Mila hurried up the incline of the hill toward the park. She waved at Audrey; Audrey caught her eye and stopped a few feet away from the bench.
“Hello, Mrs. Marchbanks,” Mila said. “Thank you for meeting me. I’m sorry I was late. It is so hard to find a parking spot in this city.”
“Who are you?” Audrey asked.
Behind Mila, Belias got out of Holly’s car. He watched Mila and Audrey begin to speak, and the car that had let him out pulled away and turned onto Pacific Avenue, heading toward the Marchbankses’ house.
He knew Audrey Marchbanks; he’d posed as a guest at her wedding, claiming to be a former coworker of Glenn’s, but he’d made sure not to meet Audrey. It had been a rather large affair for a second wedding; the bride had gotten what she wanted. He’d felt sorry for Holly the entire time, who would no doubt hear of the affair’s grandeur, and even worse for Peter and Emma, who looked like they’d rather be anywhere else than feting the woman who’d helped shatter their family. Audrey, from his observations, struck him as not very bright, and he wondered why Glenn had taken such a step down from Holly, who approached perfection.
The other woman. Petite. And almost as if she sensed danger, she turned as he approached them, a smile wide on his face. He wished he could shoot her in the head. She had been the one that forced him to kill Roger. He hadn’t gotten a clear look at her face in the darkened room, but he was sure it was her.
“Hello, Audrey.” He nodded at the other woman. “Is this woman bothering you?”
“Who are you?” Audrey asked.
“I work with Glenn. Security consultant.” He slipped her a business card; being a security consultant was a steady cover for him. He nodded toward the smaller woman. “This woman has been attempting to blackmail various executives at Vallon Marchbanks. Go home, Audrey, I’ll deal with her.”
The smaller woman looked like she was about to speak, but instead she smiled. “I would be very careful with this man, Audrey. Don’t be alone with him. He turns on those he’s supposed to help.”
He felt a tickle of rage at her words. You made me kill Roger, he thought. You made me kill
my first real friend.
“I’m going to call the police now.” Audrey pulled her phone from her jacket pocket.
“Do that and you’ll never learn what your husband did to your father,” the woman said.
Audrey froze.
“You suspected, didn’t you? That he somehow had a hand in your father’s ruination? Yet you married him. People are so complicated. At least the selfish ones are.” Her voice was a knife.
“It’s not true, what you’re saying; it’s not true.” Audrey turned and ran away from both of them. The moment she was out of the picture it was as if she had never been in it, the first pawn taken off the chessboard.
“I bet she doesn’t call the police,” the woman said. “She’s worried about him but she’s more worried she’ll lose her golden life.”
Belias thought, Her voice. She called the Russians in New York. She’s betraying Sam Capra. And saying she can give me to the Rostovs.
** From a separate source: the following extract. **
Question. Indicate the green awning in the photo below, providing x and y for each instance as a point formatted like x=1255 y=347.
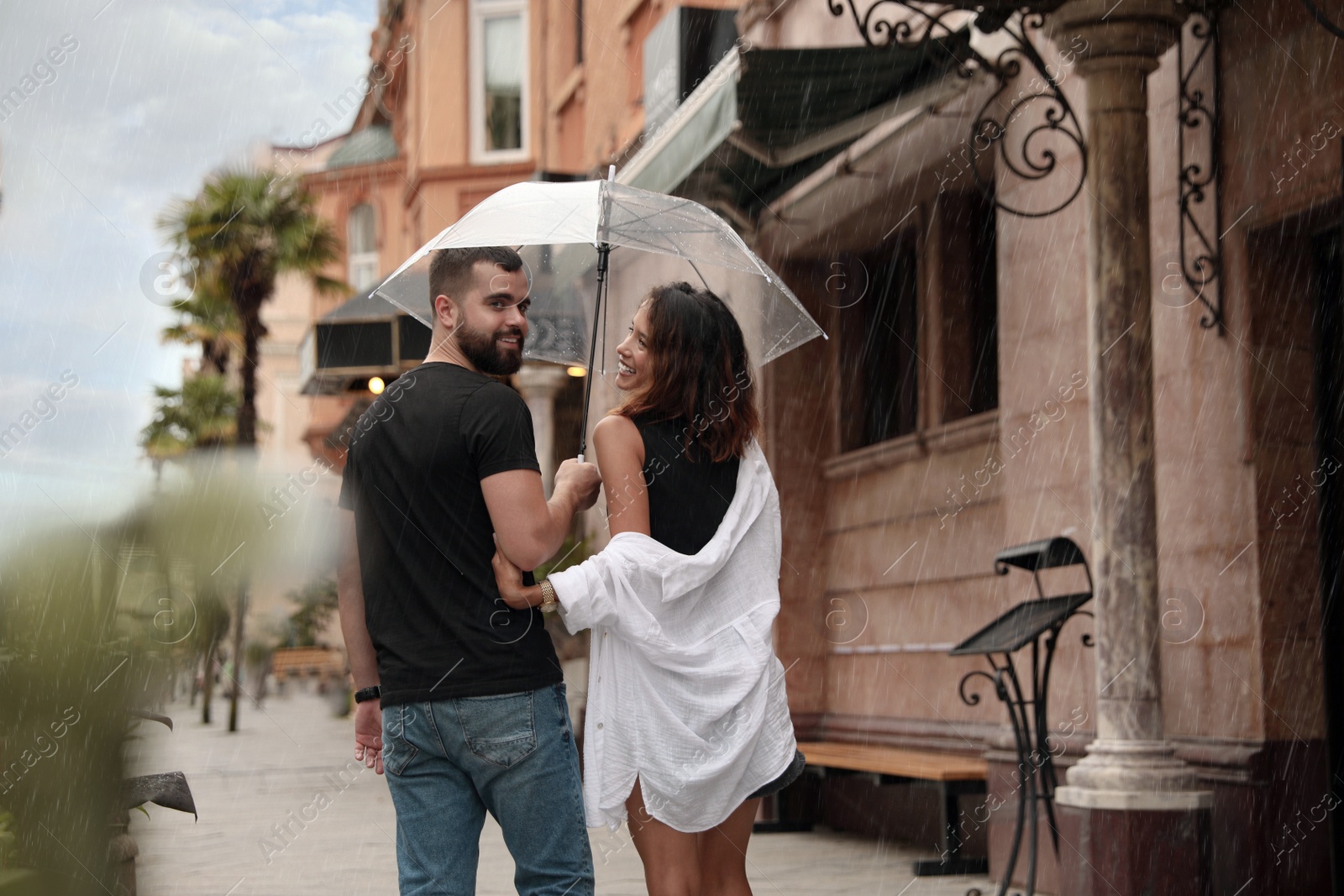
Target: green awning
x=765 y=118
x=690 y=134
“I think you’re right.” A ball rolled between them, rescued by a toddler who picked it up and held it close to his chest, blinking up brightly at the two of them. His apologetic mother pulled him out of the narrow gap between them, smiling, cooing, saying she was sorry, he was just so fast.
Neither spoke until the mother was ten feet away.
“Nice touch to have the business card handy,” the woman said.
“What do you want?” Belias said.
“You, walking away. Leaving Sam alone.”
“Ah. Me away from him. Not offering him a job.”
“You killed your last partner. Odd you’d want to offer Sam work.”
“I didn’t want to kill Roger,” Belias said. “You forced me.”
“Are you going to try to kill me?” The woman looked almost amused.
“In a crowded park? No. Plus, I find revenge to be quite overrated. If I kill you, it will be for a better reason.”
“Then perhaps we walk away from each other, and neither endures further losses. I stay away from Audrey, you stay away from Sam. He has a job.”
He could not help but smile. He was going to enjoy destroying her. “And you are what? A charity?”